Hamas Gaza Chief: Palestinians’ weapons should be controlled by the PLO

Hamas’s armed wing, the Izzadin Kassam Brigades, and smaller militant groups in Gaza have tens of thousands of members, who possess thousands of guns, rockets and other weapons.

A Palestinian Hamas militant takes part in a Gaza rally marking the twelfth anniversary of the death of late Hamas leader Sheikh Ahmed Yassin. (photo credit: SUHAIB SALEM / REUTERS)
A Palestinian Hamas militant takes part in a Gaza rally marking the twelfth anniversary of the death of late Hamas leader Sheikh Ahmed Yassin.
(photo credit: SUHAIB SALEM / REUTERS)
Hamas Chief in Gaza Yahya Sinwar said on Tuesday that the Palestinian Liberation Organization, the internationally recognized body responsible for representing Palestinians abroad, should control Palestinians’ weapons. Sinwar’s comments came some two weeks after Hamas and Fatah signed an Egyptian-brokered agreement to advance Palestinian reconciliation efforts and restore the Ramallah-based Palestinian Authority’s governing authority in the Gaza Strip.

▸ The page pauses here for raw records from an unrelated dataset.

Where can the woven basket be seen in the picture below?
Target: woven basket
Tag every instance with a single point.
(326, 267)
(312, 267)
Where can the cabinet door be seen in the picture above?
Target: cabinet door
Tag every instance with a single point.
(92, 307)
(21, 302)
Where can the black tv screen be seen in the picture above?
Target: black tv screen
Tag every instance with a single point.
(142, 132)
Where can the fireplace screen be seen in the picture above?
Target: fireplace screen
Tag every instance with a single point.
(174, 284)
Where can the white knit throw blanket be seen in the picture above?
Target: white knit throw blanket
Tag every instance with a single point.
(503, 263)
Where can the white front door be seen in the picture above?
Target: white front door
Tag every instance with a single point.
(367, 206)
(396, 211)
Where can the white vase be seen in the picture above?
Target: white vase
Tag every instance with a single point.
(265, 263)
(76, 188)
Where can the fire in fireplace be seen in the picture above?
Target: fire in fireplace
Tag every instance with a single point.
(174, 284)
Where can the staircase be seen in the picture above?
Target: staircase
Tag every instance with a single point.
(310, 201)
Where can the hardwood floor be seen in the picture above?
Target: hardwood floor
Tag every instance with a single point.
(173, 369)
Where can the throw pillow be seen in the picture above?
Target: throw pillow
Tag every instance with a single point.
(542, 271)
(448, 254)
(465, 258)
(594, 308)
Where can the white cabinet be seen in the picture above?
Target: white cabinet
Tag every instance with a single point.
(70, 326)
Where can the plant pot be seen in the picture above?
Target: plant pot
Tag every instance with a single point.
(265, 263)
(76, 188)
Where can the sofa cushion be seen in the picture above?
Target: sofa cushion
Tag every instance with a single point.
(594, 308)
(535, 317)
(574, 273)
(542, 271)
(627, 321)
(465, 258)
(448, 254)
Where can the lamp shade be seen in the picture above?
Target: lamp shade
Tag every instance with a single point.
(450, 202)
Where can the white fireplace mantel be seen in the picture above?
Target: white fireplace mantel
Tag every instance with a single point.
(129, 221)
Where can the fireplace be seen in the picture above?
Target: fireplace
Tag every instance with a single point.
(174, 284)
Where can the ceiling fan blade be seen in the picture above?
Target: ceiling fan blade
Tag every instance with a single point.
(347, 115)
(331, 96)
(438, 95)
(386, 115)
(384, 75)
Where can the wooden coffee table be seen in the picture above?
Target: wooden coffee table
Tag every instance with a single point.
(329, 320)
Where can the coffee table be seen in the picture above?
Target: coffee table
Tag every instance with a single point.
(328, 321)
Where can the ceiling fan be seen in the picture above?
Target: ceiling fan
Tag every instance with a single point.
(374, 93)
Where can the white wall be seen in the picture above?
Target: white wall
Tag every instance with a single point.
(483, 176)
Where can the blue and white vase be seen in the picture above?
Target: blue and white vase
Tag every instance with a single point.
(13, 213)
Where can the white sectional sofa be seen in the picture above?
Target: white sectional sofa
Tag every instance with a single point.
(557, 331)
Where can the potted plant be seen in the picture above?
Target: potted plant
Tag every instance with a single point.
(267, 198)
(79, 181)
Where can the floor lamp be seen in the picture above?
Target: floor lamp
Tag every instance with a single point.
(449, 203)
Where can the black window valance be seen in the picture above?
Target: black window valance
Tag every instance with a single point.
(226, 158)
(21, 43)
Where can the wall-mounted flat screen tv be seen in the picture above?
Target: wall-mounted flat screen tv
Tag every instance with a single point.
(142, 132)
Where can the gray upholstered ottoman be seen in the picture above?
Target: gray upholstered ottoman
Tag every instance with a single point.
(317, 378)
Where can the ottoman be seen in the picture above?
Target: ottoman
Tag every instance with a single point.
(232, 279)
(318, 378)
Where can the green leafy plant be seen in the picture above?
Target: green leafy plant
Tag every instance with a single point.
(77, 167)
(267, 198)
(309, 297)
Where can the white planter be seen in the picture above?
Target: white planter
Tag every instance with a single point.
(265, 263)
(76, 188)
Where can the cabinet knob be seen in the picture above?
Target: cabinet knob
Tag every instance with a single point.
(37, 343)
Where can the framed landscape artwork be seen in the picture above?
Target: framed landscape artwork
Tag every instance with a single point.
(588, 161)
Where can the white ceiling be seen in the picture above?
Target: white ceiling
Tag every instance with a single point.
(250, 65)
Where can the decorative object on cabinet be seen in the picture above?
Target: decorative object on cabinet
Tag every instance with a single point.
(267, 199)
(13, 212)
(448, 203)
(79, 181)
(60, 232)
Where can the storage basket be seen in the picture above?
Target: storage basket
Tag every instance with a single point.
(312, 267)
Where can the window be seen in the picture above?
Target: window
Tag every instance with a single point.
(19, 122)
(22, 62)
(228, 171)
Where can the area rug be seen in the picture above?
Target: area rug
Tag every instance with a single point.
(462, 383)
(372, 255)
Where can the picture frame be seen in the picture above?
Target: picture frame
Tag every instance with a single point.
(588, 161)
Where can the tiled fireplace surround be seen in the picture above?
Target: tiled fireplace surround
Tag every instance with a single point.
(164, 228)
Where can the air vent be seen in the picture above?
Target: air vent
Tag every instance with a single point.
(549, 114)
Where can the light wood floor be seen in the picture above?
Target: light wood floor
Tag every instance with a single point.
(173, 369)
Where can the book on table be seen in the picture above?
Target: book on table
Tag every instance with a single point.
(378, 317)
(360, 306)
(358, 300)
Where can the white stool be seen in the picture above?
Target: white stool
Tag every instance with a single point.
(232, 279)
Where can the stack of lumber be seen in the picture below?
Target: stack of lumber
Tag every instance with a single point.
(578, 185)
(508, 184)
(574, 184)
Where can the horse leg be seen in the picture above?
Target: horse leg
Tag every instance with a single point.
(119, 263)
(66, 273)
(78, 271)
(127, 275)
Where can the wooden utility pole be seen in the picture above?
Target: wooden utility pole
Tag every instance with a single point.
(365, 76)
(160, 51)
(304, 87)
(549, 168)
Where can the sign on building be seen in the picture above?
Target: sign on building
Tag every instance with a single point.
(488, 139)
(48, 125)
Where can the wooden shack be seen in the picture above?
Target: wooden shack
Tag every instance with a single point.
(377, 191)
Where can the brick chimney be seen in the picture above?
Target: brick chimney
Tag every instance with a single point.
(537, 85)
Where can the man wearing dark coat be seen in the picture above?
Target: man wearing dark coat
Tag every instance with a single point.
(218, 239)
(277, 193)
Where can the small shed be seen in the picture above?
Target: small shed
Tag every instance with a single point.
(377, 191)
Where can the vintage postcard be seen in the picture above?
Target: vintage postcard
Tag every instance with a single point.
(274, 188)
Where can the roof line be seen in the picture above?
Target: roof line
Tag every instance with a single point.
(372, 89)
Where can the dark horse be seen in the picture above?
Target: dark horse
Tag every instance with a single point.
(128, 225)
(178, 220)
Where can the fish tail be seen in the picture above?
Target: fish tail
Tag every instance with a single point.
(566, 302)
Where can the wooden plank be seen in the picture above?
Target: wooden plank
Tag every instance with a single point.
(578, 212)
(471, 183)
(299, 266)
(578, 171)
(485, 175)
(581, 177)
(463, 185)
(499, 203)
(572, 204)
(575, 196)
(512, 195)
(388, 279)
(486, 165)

“We, as a people, are still in the stage of national liberation. We cannot forgo our weapons,” Sinwar told a group of union leaders in Gaza on Tuesday. “[But] our weapons certainly should be under a unifying national umbrella in which every Palestinian participates. That umbrella is the Palestine Liberation Organization.”
Hamas’s armed wing, the Izzadin Kassam Brigades, and smaller militant groups in Gaza have tens of thousands of members, who possess thousands of guns, rockets and other weapons.
Over the past few weeks, PA President Mahmoud Abbas, who also serves as PLO chairman and Fatah chief, has stated that he will not accept a scenario in which the PA controls Gaza and yet the Kassam Brigades and other armed groups are permitted to maintain their weapons. Before the signing of the Oslo Accords, the PLO maintained an army, but today it is not active.
“There must be one authority, one law and one gun, and there shouldn't be militias,” Abbas said in an interview published on Tuesday by Xinhua, a Chinese news outlet.
Meanwhile, Hamas officials have rejected Abbas’s statements, saying reconciliation will not influence the future of Hamas’s weapons.
“We absolutely will not give up on the rights of the Palestinian people and resistance. Any understanding or reconciliation will not affect the resistance weapons and their program,” Hamas Deputy Chief Salah Arouri said on Saturday in Tehran.
It is not clear if Sinwar’s remarks on Tuesday indicate a shift in Hamas’s position. Sinwar did not clarify under which conditions the PLO should control Palestinians’ weapons. For example, he did not say if Hamas would condition the PLO controlling Palestinians’ weapons on the organization adopting a strategy of armed conflict with Israel or rescinding its recognition of Israel.
The PLO currently recognizes Israel and has committed to achieving a resolution to the Israeli-Palestinian conflict through peaceful means. Both are positions that Hamas has repeatedly rejected.
Nonetheless, Ahmad Majdalani, a senior PLO official and close confidante of PA President Mahmoud Abbas, said on Wednesday that Sinwar’s comments were “important and positive.”
“We will be conversing with Hamas about the issue of arms,” Majdalani said. “We believe Sinwar’s statement is an important and positive step in the direction of accepting one authority and one weapon in Gaza.”
Hamas, Fatah and smaller Palestinian factions are slated to discuss the Kassam Brigades’ weapons in talks in Cairo in late November.
According to Majdalani, Sinwar’s statement that the PLO should control Palestinians’ weapons would mean the PA would ultimately take hold of the weapons.
“There is no difference between the PLO and PA. The PA is an extension of the PLO,” Majdalani said.
The PLO negotiated the Oslo Accords, which created the PA, the internationally recognized Palestinian body that was established to govern the Palestinian territories.
While the two organizations work in tandem on a number of issues such as foreign affairs, they are generally considered as two separate bodies.